Catherine Winifred Dwyer (13 June 1861 - 3 February 1949) was an Australian educator, suffragist, and labour activist.

==Early life and education==
Dwyer née Golding was born at Tambaroora, Wellington County, New South Wales to Joseph Golding (died 1890), a gold-miner from Galway, Ireland, and his Scottish wife, Ann (died 1906; née Fraser). She was educated at Hill End Public School.

== Career ==
In 1880 Dwyer began teaching at Tambaroora Public School, she taught at numerous public primary school in New South Wales until she married fellow school teacher Michael Dwyer in 1887. From 1894 they lived in Sydney where Dwyer became a member of the Womanhood Suffrage League of New South Wales, her sisters, Annie and Belle were also members.

Dwyer was a founder of the Women's Progressive Association in 1901, the organisation promoted the entry of women into legal professions and equal benefits for women following divorce. Interested in women's working conditions she also founded the Women Workers' Union for home and fringe factory workers. She was one of six women elected to the New South Wales Labor Party's executive in January 1906. The other five were Edith Bethel, Harriet Powell, the 1903 parliamentary candidate Selina Siggins, the American-born A. E. Gardiner, Mary Anne Grant, and Maggie Hall.

Dwyer was active in the "no conscription" during World War I. In 1916 Dwyer was the first woman in Australia to be elected a member of the Senate of the University of Sydney.
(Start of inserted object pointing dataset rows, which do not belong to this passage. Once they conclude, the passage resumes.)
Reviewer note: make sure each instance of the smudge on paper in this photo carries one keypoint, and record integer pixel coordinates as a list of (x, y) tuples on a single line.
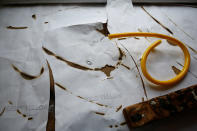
[(16, 28), (99, 113), (118, 108), (176, 70), (158, 22), (28, 76)]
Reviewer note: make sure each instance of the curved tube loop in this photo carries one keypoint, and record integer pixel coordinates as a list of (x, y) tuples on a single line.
[(172, 81)]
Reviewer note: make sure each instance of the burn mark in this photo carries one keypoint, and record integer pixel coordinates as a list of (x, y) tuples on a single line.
[(51, 111), (158, 22), (99, 113), (123, 123), (27, 76), (1, 113), (34, 16), (107, 69), (143, 85), (176, 70), (126, 66), (16, 28), (104, 31), (118, 108)]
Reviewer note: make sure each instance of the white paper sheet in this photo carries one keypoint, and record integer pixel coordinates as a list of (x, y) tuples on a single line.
[(73, 33)]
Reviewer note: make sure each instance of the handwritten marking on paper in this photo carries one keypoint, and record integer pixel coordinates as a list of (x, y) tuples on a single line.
[(27, 76)]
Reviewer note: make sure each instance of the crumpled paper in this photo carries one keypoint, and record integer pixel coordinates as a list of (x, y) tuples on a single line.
[(95, 78)]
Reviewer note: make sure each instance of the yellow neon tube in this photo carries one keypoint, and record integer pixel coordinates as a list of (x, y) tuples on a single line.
[(172, 81)]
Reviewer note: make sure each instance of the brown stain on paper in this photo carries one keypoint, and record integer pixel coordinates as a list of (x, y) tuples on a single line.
[(188, 70), (176, 70), (16, 28), (99, 113), (10, 102), (80, 97), (118, 108), (143, 85), (105, 30), (158, 22), (51, 111), (30, 118), (34, 16), (126, 66), (107, 69), (3, 110), (123, 123), (28, 76), (21, 114)]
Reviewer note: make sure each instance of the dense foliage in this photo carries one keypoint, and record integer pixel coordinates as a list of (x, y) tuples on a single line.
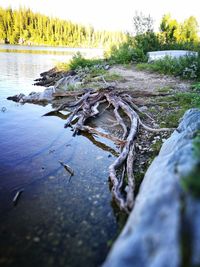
[(186, 67), (25, 27), (172, 36)]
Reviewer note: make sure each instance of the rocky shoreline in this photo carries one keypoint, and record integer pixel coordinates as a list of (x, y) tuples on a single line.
[(141, 243)]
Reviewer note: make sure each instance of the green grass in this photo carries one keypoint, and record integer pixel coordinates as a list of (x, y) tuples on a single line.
[(191, 182), (186, 67)]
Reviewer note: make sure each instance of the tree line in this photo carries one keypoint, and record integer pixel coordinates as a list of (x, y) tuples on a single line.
[(23, 26)]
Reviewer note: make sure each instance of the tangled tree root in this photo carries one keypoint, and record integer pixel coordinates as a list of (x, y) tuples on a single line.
[(121, 170)]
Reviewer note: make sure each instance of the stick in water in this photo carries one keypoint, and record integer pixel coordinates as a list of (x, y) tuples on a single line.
[(17, 196), (67, 167)]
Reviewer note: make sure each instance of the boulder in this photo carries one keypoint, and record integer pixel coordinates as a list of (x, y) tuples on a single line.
[(163, 228)]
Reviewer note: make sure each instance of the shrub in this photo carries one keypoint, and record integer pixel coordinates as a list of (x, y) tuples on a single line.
[(191, 182)]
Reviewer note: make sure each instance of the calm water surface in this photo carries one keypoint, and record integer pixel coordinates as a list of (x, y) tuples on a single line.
[(57, 221)]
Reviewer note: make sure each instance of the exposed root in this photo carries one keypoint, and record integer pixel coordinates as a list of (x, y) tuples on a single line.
[(127, 114)]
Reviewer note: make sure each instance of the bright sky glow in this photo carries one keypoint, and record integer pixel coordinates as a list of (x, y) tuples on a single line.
[(110, 14)]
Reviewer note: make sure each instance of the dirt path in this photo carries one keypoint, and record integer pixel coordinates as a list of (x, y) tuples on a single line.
[(142, 80)]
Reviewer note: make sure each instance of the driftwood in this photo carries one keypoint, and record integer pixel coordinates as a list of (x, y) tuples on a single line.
[(124, 109), (17, 196)]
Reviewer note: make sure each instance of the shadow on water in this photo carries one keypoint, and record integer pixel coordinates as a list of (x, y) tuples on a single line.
[(57, 221)]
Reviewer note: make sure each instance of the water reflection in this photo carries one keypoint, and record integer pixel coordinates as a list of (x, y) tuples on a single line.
[(56, 222)]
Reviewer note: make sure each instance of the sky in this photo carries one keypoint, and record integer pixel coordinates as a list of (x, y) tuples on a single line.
[(110, 14)]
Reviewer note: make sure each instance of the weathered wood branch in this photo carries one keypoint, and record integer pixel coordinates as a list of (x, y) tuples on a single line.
[(121, 170)]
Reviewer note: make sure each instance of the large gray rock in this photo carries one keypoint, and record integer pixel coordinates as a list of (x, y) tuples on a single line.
[(154, 233)]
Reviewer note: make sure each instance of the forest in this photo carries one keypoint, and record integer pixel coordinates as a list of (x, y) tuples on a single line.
[(26, 27)]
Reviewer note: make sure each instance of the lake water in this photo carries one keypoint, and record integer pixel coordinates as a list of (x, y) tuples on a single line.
[(58, 220)]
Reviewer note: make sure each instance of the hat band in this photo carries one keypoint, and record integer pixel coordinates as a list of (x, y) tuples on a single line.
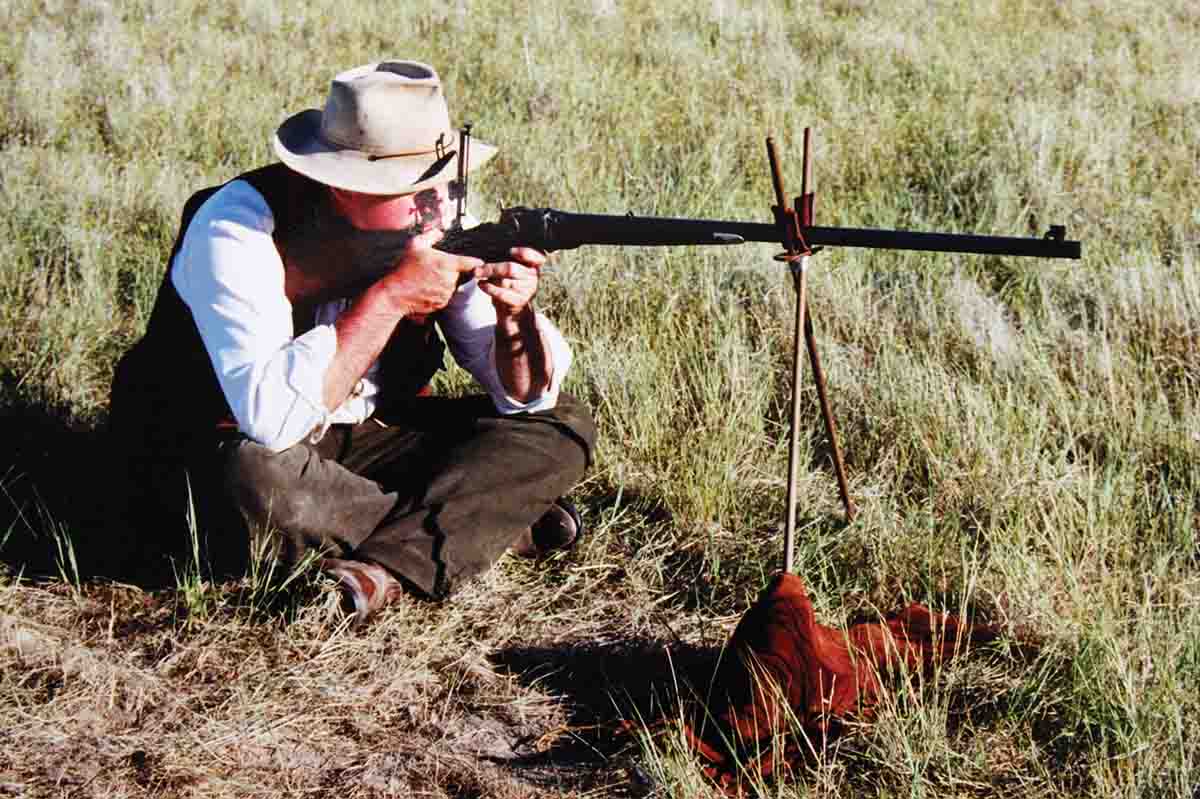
[(441, 149)]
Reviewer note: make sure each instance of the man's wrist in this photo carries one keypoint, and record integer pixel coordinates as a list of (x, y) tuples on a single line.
[(517, 325)]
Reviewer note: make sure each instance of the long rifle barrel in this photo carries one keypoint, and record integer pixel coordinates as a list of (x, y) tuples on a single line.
[(550, 229)]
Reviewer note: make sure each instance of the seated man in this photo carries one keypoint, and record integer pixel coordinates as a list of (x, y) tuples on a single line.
[(282, 383)]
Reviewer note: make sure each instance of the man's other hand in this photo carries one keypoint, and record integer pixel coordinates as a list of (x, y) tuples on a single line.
[(514, 283), (424, 278)]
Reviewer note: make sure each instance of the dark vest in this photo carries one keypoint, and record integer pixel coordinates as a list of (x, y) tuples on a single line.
[(166, 394)]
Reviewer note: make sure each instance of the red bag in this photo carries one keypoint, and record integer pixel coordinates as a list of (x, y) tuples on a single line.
[(781, 665)]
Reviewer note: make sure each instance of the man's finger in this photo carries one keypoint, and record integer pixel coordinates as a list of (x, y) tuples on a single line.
[(528, 256)]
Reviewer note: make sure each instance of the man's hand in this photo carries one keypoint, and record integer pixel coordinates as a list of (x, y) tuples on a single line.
[(522, 356), (424, 278), (514, 283)]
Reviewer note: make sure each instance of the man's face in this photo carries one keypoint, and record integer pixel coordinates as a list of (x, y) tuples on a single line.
[(426, 210)]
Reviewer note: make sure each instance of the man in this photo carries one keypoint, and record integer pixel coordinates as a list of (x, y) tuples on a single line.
[(283, 376)]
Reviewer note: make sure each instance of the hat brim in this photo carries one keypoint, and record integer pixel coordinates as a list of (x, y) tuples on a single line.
[(298, 145)]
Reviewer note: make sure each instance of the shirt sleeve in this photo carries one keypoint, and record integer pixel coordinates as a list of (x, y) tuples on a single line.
[(231, 276), (468, 324)]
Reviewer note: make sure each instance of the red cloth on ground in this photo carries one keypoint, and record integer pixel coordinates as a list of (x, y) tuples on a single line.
[(781, 665)]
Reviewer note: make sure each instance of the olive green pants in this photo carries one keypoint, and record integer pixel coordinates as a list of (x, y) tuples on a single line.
[(436, 494)]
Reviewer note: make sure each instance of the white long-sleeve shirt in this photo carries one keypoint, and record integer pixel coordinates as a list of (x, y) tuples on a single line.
[(231, 276)]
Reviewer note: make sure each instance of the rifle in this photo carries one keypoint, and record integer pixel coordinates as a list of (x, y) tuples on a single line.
[(549, 229)]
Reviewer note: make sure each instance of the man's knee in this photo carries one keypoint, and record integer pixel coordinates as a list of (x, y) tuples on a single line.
[(574, 421), (263, 485)]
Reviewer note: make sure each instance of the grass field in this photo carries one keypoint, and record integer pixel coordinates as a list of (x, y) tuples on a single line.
[(1023, 437)]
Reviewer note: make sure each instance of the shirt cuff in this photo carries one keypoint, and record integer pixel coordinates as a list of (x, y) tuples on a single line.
[(561, 358)]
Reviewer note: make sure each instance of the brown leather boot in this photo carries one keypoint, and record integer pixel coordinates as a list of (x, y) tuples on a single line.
[(366, 587)]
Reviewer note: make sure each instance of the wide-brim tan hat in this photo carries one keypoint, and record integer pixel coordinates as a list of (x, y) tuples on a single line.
[(385, 130)]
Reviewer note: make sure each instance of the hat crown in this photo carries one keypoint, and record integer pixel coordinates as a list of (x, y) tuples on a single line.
[(389, 108)]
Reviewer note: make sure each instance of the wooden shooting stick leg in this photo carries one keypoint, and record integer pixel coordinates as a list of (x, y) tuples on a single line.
[(797, 257), (804, 210)]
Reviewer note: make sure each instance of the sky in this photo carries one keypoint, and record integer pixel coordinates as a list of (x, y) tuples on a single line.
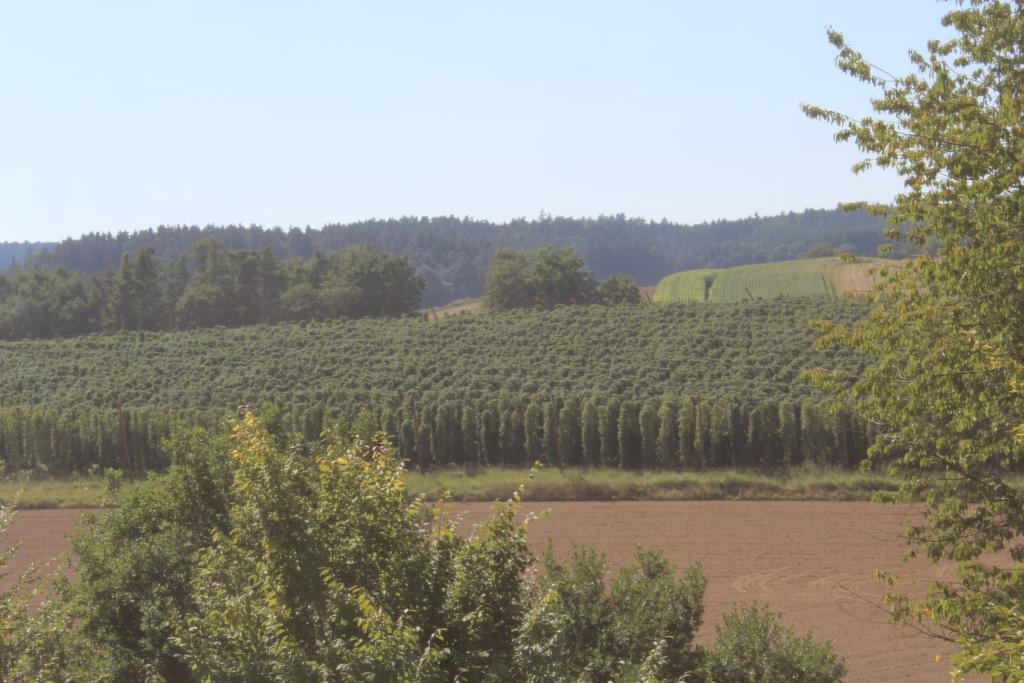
[(126, 115)]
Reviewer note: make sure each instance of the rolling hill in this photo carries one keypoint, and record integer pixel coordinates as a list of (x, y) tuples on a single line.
[(816, 278)]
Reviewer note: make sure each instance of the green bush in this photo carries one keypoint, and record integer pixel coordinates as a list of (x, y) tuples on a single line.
[(753, 646), (254, 559)]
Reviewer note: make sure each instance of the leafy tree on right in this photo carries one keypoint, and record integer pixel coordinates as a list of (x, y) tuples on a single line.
[(946, 392)]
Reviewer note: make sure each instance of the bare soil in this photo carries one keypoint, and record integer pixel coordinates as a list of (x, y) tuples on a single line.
[(812, 561), (856, 278)]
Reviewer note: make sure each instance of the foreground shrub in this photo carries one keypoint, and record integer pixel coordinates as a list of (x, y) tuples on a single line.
[(256, 560), (753, 646)]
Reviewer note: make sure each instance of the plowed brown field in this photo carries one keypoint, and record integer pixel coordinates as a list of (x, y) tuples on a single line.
[(813, 561)]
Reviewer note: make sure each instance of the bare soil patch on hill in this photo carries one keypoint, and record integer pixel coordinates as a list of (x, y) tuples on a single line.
[(856, 278)]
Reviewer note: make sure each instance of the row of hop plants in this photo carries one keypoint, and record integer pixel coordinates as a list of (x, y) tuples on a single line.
[(685, 433)]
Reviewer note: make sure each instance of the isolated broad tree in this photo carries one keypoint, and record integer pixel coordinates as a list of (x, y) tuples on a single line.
[(947, 333)]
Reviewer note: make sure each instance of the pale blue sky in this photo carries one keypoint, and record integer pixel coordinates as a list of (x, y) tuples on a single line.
[(123, 115)]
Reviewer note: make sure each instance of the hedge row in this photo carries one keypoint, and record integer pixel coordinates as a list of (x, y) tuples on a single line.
[(687, 433)]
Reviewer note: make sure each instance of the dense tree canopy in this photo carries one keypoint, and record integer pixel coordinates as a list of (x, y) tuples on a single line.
[(454, 254), (947, 334), (548, 276)]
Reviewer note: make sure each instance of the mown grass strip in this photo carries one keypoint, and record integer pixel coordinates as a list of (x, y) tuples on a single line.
[(803, 483)]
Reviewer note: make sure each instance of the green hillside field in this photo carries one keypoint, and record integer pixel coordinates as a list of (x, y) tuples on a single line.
[(815, 278)]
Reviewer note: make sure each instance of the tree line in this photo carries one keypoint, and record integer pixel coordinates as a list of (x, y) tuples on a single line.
[(549, 276), (454, 254), (211, 286), (686, 433)]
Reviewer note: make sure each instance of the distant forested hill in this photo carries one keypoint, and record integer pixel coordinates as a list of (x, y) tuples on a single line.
[(454, 254), (13, 253)]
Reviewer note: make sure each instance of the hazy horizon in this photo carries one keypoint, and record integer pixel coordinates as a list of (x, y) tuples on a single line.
[(121, 117)]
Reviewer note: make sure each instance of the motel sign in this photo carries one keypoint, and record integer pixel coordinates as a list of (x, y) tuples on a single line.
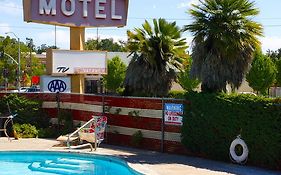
[(77, 13)]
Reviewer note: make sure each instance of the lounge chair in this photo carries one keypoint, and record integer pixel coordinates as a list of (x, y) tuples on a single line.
[(91, 132)]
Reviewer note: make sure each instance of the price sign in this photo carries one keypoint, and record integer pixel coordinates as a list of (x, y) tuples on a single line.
[(173, 114)]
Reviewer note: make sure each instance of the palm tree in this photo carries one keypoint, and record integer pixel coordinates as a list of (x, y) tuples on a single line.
[(157, 55), (225, 37)]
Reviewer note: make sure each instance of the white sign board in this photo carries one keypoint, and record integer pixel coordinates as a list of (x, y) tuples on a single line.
[(55, 84), (78, 62), (173, 114)]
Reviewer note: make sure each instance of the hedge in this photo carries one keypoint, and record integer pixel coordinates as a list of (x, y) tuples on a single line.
[(212, 122)]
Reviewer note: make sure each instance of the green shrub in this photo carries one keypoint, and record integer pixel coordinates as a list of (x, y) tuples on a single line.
[(177, 94), (65, 120), (212, 122), (25, 130)]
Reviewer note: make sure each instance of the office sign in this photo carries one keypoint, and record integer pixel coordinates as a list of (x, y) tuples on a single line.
[(55, 84), (173, 114), (77, 13), (64, 62)]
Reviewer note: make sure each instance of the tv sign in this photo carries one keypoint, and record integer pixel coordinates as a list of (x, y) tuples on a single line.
[(55, 84), (77, 13)]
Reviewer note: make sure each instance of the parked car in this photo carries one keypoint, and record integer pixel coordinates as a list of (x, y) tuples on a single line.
[(33, 89)]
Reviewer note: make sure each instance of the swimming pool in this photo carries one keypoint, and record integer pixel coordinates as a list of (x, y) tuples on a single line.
[(54, 163)]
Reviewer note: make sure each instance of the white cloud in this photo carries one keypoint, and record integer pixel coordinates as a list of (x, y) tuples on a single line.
[(272, 43), (4, 28), (62, 38), (10, 8), (187, 3)]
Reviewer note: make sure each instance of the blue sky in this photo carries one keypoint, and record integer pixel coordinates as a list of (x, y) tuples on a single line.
[(11, 20)]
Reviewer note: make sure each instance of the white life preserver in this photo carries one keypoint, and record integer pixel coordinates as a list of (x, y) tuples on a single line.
[(242, 158)]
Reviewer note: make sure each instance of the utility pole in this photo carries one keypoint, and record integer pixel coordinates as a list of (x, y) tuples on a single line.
[(19, 70), (30, 44)]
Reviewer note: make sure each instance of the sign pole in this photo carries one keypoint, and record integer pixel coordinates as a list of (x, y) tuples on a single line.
[(162, 126), (77, 42)]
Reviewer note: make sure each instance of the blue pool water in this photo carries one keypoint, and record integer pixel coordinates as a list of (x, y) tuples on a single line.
[(53, 163)]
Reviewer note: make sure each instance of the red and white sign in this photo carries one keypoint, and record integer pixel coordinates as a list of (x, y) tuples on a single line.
[(77, 13)]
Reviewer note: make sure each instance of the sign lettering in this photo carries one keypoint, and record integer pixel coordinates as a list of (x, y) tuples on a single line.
[(173, 114), (77, 13), (62, 69), (47, 8), (57, 86)]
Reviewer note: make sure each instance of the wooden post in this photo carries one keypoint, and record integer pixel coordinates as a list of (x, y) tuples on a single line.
[(77, 42)]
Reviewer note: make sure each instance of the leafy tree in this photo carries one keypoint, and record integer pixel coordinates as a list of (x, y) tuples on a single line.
[(186, 82), (158, 53), (10, 46), (262, 74), (116, 74), (225, 37), (105, 45)]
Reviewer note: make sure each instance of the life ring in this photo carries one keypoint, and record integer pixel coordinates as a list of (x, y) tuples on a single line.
[(244, 156)]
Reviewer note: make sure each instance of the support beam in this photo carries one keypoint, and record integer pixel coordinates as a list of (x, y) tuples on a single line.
[(77, 42)]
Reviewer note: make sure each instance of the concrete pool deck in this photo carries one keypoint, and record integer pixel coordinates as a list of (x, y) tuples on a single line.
[(147, 162)]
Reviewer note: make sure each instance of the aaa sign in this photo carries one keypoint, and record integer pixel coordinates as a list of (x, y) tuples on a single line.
[(77, 13)]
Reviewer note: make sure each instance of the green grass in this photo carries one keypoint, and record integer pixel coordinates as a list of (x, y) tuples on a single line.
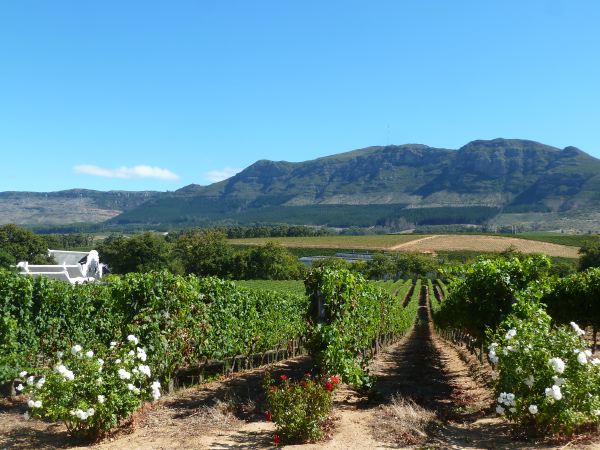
[(367, 242), (287, 286)]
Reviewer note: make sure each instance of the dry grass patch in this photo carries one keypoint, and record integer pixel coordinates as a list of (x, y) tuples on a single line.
[(404, 422)]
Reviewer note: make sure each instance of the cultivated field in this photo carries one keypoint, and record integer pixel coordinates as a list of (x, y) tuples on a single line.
[(422, 243), (489, 244), (369, 242)]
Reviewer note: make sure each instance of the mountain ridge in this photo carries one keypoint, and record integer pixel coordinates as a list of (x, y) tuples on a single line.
[(503, 175)]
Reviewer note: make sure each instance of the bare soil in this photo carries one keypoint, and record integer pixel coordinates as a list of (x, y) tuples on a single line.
[(487, 244), (421, 373)]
In that capacity in 1918 she moved a resolution to support the introduction of legislation for women to enter the legal profession. In May 1921 she was one of the first 61 women to be appointed justices of the peace in New South Wales.

Dwyer died on 3 February 1949 in Sydney, New South Wales, Australia.

==Legacy==
Dwyer Street in Cook, a suburb of Canberra, is named in her honour.